I found an interesting tidbit on the Housing Bubble Blog. A researcher looking at historical California inventory levels found that once the supply of homes hits 9 months worth of sales, median prices fall "on a consistent basis." This is a statewide stat, but it at least gives us some general insight as to the location of that line in the sand past which increased inventory starts to push prices south.
In regard to price declines, what’s more important than the overall inventory level is the amount of "distressed" inventory supplied by owners who have to sell at whatever price they can get. But those two numbers tend to trend up and down together.

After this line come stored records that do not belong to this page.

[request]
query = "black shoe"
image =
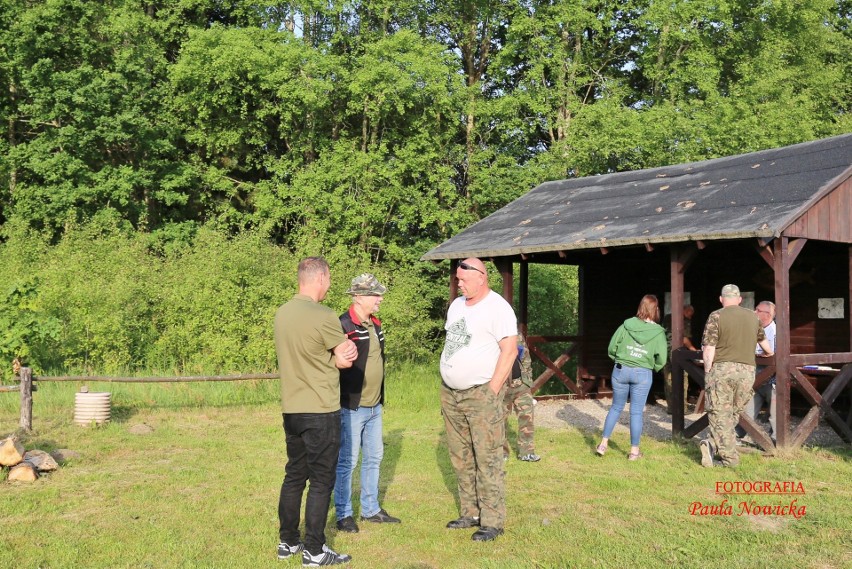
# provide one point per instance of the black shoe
(285, 550)
(347, 524)
(486, 534)
(463, 522)
(324, 557)
(381, 518)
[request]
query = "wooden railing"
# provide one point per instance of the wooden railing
(27, 379)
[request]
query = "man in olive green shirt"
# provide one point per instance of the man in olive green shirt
(311, 347)
(728, 349)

As I will discuss more in the monthly housing report (which is coming very soon, and will include new data sources to provide a more current read on the market than is supplied by DataQuick) the combined condo and SFR inventory in San Diego is currently a little below 8 months.
May 1, 2006 @ 10:38 PM
I dont know where you are
I dont know where you are getting your numbers but per Sandicor data we are at about 4 months for detached homes (approx 11,700 active and 3,053 pendings) and 5 months for attached homes (approx 7,292 actives and pendings). I’m sure its a little higher because some will fall out and some are in escrow longer than 30 days but I’m not sure how you get 8 months. Could you clarify?
May 1, 2006 @ 11:46 PM
Economist Kleinhenz, who
Economist Kleinhenz, who conducted this study,
oops – continued below
May 1, 2006 @ 11:46 PM
Economist Kleinhenz, who
Economist Kleinhenz, who conducted this study, used the current sales pace as a predictor. But then the author of the LA Times story, Gregoy Wilcox, used pendings, a clear misapplication of the study he was writing about, to arrive at a March statewide inventory of 5.2 months.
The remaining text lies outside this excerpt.